The Atherton Tablelands is dotted with many small towns, and the place we’re housesitting is basically surrounded. When we first got here, the owners were telling us how everything is about 20 km apart, or basically, a day’s journey by horse, back in the day. Well, now it’s much faster to get around, so we took the opportunity to do some exploring.
Malanda is south of us, and is usually what people here would refer to as “in town”. Before heading off on vacation, our hosts took us for a tour, and I was surprised at how small it was! It’s a really nice little place though, with basically two streets and a bunch of local businesses. In what seems to be the style around here, the corner of the two main streets is dominated by a massive wooden hotel/restaurant/pub. I would guess these are relics of the old frontier days, and that most of any town’s business was done in that one building. The one in Malanda is pretty impressive, and we found out later that it’s actually the largest wooden building in the Southern Hemisphere.
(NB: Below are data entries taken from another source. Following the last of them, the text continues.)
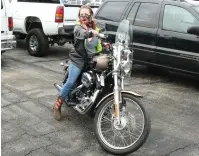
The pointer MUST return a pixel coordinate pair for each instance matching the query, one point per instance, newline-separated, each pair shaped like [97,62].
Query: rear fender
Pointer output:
[111,94]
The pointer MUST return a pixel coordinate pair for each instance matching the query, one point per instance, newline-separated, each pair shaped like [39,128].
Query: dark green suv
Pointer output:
[165,32]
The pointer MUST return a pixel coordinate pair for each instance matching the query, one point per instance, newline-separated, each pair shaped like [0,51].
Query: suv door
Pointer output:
[176,48]
[111,15]
[145,26]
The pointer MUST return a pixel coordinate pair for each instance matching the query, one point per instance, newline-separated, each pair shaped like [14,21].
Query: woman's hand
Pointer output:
[94,32]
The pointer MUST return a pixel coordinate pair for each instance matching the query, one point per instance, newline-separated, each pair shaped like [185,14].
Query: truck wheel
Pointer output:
[37,42]
[20,36]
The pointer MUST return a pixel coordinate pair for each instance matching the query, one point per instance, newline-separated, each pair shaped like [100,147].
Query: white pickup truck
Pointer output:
[8,41]
[44,22]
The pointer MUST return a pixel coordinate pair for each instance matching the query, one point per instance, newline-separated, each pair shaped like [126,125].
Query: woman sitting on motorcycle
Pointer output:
[84,31]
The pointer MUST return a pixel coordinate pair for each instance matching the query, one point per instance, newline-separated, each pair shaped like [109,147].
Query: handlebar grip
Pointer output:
[101,35]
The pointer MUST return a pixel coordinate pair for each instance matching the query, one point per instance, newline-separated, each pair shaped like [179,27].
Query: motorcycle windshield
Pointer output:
[123,33]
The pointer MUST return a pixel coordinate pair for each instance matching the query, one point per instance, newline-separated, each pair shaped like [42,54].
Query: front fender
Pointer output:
[127,92]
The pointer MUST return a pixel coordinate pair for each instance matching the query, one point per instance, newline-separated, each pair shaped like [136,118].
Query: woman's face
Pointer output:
[85,15]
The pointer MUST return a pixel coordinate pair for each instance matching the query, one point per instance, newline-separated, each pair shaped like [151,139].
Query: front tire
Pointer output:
[111,139]
[37,42]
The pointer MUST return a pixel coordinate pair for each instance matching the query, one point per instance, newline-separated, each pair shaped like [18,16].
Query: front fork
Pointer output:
[117,90]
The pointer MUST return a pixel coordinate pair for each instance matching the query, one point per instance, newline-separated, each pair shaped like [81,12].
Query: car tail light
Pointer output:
[10,23]
[59,15]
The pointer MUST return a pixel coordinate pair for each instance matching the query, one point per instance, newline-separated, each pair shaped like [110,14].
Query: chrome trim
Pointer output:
[128,92]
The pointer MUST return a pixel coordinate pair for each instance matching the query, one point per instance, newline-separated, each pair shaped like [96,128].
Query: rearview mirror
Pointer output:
[194,30]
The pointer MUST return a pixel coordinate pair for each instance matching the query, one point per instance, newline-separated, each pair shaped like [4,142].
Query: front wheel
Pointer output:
[128,136]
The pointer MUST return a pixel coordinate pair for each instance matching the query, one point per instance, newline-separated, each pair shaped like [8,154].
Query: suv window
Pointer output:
[41,1]
[112,11]
[147,15]
[133,11]
[178,19]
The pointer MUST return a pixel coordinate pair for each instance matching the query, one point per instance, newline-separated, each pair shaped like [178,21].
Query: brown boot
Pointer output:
[57,108]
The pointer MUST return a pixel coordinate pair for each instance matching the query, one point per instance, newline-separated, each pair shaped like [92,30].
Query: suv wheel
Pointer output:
[37,42]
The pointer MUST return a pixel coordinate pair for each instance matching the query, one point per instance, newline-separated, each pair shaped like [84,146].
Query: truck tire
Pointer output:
[37,42]
[20,36]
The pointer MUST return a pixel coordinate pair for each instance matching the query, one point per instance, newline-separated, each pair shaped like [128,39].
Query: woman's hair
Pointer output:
[86,7]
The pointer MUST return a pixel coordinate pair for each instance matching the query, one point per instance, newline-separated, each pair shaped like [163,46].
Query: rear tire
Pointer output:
[37,42]
[105,143]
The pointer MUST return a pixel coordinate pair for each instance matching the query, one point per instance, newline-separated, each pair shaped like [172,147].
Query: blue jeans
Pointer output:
[73,74]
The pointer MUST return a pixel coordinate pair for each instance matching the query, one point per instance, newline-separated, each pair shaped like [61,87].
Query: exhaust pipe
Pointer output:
[58,87]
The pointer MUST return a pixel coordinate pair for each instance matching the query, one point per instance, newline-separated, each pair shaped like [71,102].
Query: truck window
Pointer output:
[133,11]
[147,15]
[112,11]
[178,19]
[41,1]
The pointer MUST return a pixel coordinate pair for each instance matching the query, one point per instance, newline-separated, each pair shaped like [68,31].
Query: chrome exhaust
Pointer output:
[58,87]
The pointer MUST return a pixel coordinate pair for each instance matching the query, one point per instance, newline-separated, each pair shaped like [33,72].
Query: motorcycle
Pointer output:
[121,123]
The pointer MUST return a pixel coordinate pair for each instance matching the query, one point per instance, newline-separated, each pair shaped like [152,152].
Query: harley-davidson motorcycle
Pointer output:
[121,123]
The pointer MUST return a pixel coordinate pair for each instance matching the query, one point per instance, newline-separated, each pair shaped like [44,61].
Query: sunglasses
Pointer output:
[85,16]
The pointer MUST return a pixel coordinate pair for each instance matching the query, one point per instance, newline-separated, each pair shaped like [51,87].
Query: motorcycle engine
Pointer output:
[88,79]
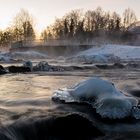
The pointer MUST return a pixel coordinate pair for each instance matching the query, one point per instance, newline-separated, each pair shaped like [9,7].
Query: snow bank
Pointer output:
[28,55]
[108,101]
[107,53]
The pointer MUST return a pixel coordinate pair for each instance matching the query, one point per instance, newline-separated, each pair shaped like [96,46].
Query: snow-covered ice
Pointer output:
[28,55]
[108,101]
[107,53]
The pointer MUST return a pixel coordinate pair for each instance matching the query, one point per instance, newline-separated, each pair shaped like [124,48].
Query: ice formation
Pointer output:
[108,101]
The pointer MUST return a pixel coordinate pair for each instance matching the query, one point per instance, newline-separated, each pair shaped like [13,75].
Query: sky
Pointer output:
[45,11]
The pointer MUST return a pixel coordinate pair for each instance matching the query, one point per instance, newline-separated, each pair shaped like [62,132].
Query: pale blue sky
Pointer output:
[45,11]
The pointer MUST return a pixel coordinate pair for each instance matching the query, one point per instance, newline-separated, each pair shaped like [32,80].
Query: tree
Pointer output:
[23,26]
[129,17]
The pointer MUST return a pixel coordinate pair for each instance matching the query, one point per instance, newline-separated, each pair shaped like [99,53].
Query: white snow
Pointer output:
[28,55]
[102,95]
[108,53]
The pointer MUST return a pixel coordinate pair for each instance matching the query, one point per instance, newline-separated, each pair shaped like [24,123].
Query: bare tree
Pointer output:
[23,26]
[129,17]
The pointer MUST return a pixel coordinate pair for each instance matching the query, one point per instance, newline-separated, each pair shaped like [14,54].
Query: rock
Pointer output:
[18,69]
[2,70]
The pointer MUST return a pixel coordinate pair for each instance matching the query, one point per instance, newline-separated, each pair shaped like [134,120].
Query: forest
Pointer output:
[77,25]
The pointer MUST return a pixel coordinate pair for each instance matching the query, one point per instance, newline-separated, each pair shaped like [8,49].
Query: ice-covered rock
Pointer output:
[95,58]
[28,55]
[28,64]
[42,66]
[108,101]
[5,57]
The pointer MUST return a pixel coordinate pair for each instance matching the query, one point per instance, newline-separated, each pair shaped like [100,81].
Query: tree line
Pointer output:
[75,25]
[82,26]
[21,29]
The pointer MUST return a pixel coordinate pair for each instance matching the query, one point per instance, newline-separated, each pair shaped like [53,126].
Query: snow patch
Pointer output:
[108,101]
[28,55]
[107,53]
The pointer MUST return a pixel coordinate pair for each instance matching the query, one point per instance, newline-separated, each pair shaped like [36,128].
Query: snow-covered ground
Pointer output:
[28,55]
[107,53]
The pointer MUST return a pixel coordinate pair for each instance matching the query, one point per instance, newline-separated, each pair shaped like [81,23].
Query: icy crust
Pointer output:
[108,101]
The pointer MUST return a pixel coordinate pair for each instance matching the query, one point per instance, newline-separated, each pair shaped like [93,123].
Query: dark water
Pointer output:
[28,113]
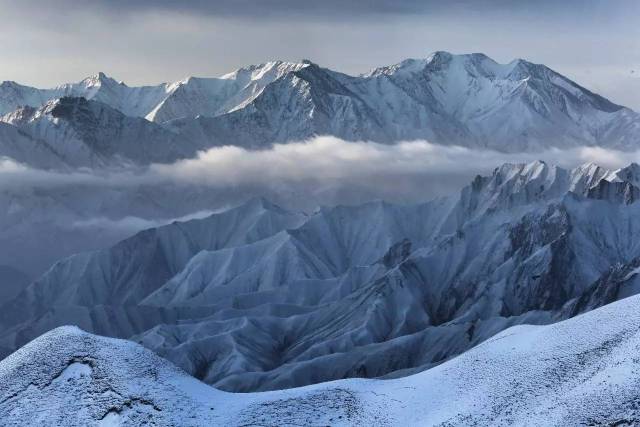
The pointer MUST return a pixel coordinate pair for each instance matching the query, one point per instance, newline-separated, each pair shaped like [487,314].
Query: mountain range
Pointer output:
[582,371]
[468,100]
[260,298]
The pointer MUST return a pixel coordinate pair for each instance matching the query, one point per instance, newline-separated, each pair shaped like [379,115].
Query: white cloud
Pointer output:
[324,170]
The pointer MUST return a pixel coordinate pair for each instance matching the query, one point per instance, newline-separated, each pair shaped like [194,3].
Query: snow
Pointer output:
[259,298]
[467,100]
[582,370]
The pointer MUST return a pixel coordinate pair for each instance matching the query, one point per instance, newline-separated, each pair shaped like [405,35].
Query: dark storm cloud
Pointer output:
[341,9]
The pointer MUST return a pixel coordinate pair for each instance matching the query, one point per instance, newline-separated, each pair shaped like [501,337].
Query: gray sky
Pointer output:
[44,43]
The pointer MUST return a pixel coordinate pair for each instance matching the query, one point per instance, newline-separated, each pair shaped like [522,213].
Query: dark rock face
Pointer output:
[369,290]
[616,192]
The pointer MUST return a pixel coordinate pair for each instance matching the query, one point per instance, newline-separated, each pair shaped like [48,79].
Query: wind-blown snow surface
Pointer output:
[583,371]
[259,298]
[467,100]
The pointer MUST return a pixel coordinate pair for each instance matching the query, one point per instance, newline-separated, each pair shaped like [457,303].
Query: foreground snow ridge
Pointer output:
[582,371]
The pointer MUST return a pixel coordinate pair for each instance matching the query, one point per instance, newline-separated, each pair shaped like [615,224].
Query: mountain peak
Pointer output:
[98,79]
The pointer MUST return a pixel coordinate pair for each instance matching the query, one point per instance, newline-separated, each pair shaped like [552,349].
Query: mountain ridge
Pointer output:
[280,299]
[468,100]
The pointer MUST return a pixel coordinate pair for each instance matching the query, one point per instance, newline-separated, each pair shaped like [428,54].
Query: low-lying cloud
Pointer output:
[321,171]
[47,215]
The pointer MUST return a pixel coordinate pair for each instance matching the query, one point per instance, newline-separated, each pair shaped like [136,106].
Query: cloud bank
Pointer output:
[321,171]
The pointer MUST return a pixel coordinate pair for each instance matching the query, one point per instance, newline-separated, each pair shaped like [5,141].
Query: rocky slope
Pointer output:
[259,298]
[583,371]
[467,100]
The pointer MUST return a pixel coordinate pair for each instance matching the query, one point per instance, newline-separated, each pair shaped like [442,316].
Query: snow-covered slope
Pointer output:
[467,100]
[91,134]
[583,371]
[190,97]
[259,298]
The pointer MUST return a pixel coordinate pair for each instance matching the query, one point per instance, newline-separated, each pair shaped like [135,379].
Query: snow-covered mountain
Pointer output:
[258,298]
[581,371]
[86,133]
[467,100]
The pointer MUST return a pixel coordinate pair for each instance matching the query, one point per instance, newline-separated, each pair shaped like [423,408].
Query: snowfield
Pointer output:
[582,371]
[259,298]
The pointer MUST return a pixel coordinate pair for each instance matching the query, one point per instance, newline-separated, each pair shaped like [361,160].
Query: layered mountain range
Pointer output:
[260,298]
[467,100]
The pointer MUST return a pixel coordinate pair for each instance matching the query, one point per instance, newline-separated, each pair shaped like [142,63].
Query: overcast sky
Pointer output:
[44,43]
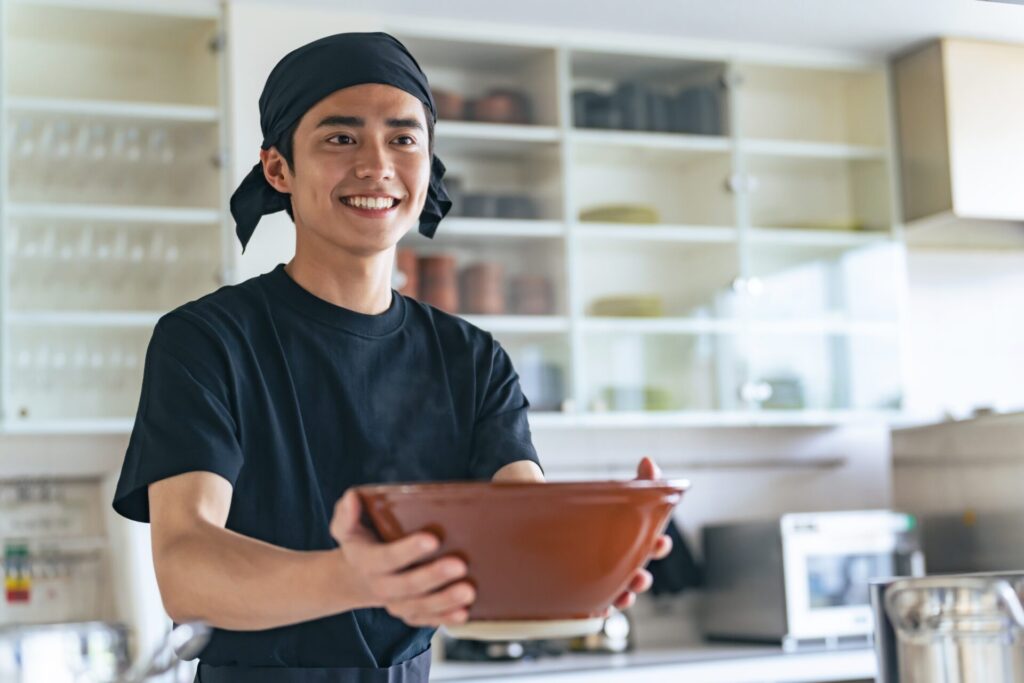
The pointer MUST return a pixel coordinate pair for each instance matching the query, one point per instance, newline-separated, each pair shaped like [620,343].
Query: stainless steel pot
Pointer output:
[967,629]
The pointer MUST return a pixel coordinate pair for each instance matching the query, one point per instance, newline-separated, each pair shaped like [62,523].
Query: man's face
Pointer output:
[361,168]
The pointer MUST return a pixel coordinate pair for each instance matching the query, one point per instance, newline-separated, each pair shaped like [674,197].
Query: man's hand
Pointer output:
[663,546]
[424,596]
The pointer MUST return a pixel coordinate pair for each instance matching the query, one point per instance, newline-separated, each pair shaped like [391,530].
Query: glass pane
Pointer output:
[543,365]
[632,372]
[794,281]
[76,372]
[621,278]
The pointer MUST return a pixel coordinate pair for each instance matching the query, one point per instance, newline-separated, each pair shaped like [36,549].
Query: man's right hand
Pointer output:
[424,596]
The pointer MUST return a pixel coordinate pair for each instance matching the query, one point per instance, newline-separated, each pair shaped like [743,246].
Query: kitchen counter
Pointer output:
[700,663]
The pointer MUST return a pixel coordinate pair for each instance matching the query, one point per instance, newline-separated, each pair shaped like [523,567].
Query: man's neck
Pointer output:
[361,284]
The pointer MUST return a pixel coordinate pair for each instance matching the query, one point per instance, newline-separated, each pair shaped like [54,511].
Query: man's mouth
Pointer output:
[371,203]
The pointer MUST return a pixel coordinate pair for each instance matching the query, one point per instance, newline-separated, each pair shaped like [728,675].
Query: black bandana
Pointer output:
[306,76]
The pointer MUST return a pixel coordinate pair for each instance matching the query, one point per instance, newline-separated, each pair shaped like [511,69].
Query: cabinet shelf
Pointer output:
[494,227]
[804,237]
[765,147]
[118,213]
[664,232]
[678,419]
[69,426]
[520,324]
[113,109]
[471,130]
[660,141]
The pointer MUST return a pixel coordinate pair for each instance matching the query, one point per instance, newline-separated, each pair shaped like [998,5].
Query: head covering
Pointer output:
[306,76]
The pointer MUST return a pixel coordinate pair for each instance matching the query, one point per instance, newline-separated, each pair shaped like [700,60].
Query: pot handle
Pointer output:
[1005,592]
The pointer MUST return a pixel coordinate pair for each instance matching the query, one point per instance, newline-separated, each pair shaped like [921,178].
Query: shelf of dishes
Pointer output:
[54,555]
[95,373]
[60,371]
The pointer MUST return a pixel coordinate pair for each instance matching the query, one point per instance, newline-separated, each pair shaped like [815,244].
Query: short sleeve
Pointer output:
[501,431]
[184,422]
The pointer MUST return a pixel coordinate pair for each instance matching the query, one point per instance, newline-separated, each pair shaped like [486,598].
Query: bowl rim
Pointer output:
[493,487]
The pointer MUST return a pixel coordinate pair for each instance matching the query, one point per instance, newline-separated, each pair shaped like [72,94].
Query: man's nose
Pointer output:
[375,162]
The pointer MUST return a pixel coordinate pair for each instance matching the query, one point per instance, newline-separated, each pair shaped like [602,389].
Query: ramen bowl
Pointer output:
[546,559]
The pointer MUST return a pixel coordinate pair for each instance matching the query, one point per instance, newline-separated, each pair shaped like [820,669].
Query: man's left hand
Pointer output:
[663,546]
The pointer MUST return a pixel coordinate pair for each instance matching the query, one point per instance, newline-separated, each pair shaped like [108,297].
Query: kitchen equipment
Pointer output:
[482,289]
[973,541]
[438,282]
[628,306]
[594,110]
[546,558]
[464,649]
[501,105]
[615,635]
[185,641]
[621,213]
[531,295]
[90,652]
[64,652]
[450,104]
[950,629]
[542,382]
[803,579]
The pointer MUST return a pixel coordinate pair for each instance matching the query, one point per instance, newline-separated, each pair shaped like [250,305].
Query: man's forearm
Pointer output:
[241,584]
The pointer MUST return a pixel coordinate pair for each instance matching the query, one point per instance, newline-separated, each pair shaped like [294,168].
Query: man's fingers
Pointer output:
[641,582]
[625,600]
[346,524]
[423,580]
[436,606]
[394,556]
[662,547]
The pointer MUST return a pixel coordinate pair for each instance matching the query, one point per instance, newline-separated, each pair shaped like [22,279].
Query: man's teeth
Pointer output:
[370,202]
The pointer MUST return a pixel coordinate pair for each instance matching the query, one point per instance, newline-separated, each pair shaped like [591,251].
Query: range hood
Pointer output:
[960,111]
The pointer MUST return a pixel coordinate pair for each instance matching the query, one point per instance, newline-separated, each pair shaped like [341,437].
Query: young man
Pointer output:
[264,402]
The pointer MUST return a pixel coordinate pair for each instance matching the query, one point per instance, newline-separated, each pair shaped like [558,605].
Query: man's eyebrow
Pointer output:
[358,122]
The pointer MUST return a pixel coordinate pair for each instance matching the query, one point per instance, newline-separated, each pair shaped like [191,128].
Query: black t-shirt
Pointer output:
[294,399]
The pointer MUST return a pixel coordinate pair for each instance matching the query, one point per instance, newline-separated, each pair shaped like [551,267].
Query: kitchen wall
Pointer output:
[965,329]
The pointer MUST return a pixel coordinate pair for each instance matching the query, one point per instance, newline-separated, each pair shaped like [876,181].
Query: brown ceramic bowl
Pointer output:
[536,551]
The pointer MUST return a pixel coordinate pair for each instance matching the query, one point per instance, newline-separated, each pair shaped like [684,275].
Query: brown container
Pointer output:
[482,289]
[438,282]
[408,267]
[450,104]
[535,551]
[501,105]
[531,295]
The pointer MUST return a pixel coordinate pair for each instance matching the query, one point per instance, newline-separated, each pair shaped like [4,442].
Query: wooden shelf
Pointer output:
[104,318]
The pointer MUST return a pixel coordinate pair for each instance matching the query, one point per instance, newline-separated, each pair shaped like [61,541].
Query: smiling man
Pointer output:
[264,402]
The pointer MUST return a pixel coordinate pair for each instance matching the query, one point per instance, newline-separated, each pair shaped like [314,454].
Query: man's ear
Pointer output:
[275,170]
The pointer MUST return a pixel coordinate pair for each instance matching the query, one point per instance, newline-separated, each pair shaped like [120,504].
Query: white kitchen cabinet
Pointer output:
[753,213]
[113,195]
[962,145]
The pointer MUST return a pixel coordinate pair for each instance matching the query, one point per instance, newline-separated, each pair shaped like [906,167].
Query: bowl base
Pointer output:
[525,629]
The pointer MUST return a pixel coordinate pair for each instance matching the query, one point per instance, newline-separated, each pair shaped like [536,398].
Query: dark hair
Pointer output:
[287,146]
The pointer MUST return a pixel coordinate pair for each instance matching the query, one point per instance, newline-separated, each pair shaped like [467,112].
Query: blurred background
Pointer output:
[777,246]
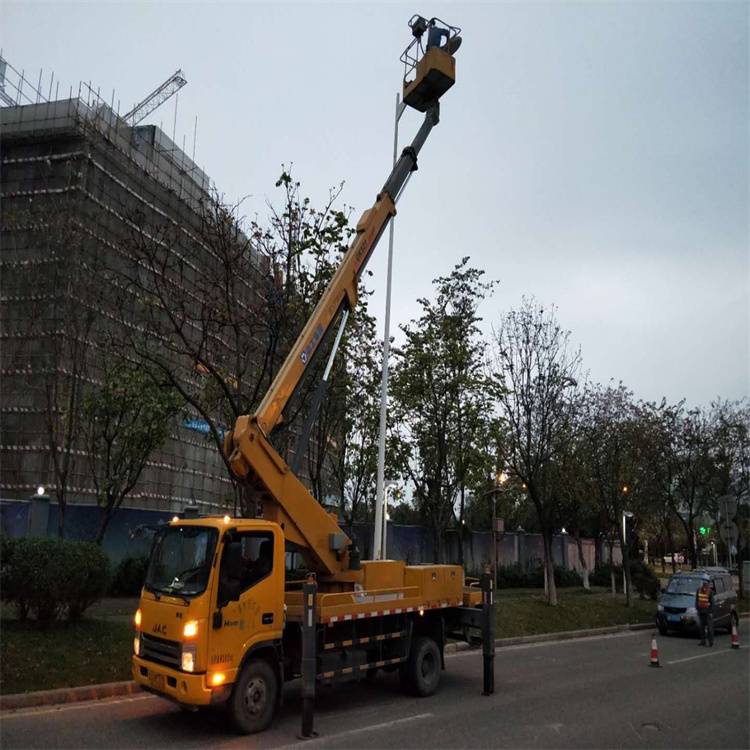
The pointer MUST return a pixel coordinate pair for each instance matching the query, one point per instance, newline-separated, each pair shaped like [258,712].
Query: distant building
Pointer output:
[81,165]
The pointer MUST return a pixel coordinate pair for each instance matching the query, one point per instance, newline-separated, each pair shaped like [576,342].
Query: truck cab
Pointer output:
[214,593]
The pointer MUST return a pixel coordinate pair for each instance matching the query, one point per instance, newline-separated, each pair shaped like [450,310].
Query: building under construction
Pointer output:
[74,174]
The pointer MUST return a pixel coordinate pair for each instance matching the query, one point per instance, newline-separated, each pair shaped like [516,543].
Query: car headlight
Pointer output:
[187,662]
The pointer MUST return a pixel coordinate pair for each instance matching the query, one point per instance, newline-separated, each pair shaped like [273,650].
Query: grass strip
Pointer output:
[89,652]
[577,609]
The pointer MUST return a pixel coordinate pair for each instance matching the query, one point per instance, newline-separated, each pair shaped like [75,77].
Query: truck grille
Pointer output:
[161,651]
[675,610]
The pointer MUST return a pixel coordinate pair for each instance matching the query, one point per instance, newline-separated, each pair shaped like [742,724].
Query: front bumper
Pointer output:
[188,690]
[680,621]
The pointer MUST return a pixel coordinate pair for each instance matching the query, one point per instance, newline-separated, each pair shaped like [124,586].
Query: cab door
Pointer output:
[249,604]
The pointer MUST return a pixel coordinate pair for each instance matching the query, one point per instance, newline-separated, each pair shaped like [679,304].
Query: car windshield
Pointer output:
[684,585]
[181,560]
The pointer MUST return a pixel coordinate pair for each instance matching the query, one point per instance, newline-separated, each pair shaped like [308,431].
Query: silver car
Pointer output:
[676,609]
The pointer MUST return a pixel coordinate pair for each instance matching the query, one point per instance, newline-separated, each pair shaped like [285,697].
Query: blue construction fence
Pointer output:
[413,544]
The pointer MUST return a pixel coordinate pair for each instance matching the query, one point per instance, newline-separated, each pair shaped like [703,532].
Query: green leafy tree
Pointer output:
[125,418]
[536,369]
[442,400]
[619,439]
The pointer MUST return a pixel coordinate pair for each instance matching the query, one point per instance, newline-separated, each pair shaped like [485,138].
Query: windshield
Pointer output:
[684,586]
[181,560]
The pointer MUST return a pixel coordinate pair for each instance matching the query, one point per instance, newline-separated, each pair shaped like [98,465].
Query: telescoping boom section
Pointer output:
[282,498]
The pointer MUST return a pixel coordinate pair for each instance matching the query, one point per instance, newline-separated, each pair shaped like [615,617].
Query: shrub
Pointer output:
[129,576]
[54,578]
[645,585]
[514,576]
[601,575]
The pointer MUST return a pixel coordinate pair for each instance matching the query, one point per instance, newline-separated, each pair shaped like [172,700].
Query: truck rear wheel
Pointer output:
[253,700]
[420,674]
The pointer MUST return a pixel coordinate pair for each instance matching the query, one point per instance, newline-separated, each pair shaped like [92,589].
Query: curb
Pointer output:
[114,689]
[67,695]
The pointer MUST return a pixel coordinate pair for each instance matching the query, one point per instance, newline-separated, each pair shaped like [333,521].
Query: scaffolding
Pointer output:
[78,158]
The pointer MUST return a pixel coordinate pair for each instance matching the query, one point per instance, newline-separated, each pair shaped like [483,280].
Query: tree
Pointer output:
[442,400]
[731,430]
[533,364]
[125,418]
[354,446]
[619,439]
[695,472]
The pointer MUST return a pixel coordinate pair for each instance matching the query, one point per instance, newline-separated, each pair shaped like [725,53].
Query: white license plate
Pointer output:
[155,680]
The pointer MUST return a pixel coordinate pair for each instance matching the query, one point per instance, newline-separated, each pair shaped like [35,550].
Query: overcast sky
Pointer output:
[593,155]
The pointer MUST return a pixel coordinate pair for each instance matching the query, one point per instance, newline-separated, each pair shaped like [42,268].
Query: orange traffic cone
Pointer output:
[654,652]
[735,637]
Malanda is also home to an old style movie theater, built in 1928, and still in operation in the old style. The foyer is filled with old movie posters and photos, and what is probably one of the original projectors.
You can buy the usual popcorn and hotdogs, and then head inside to the theater itself. It really reminds me a lot of the smaller concert venues I’ve been to in some cities; The big open space surrounded by a second floor balcony supported on columns, with a stage/screen at the front. Kind of a dual function theater / meeting hall. The seats were fold up canvas chairs, and there was a big pile of pillows you could grab to make yourself comfortable. We had a great time there, experiencing a bit of the old charm.
We saw The Impossible which was based on a true story about a family that was in Thailand during the tsunami in 2004. It was a very powerful movie, especially since we had just been to many of the places that were effected.
On the other side, the town of Yungaburra is just northeast of our place. I’d describe this as a bit “boutique touristy”, with more upscale restaurants and quaint hotels. It also seems to be the backpackers center of the Tablelands, with a few hostels.
Just on the edge of town is Peterson Creek, which is home to a colony of Platypus. They have a viewing station where you can sit at dawn or dusk to try to catch a glimpse of the little guys feeding. We tried twice, but alas, they didn’t want to come out to play. Instead, we took the dog out for a nice walk along the creek, getting her and us thoroughly muddy, and having a great time viewing the surrounding fields and riverbanks.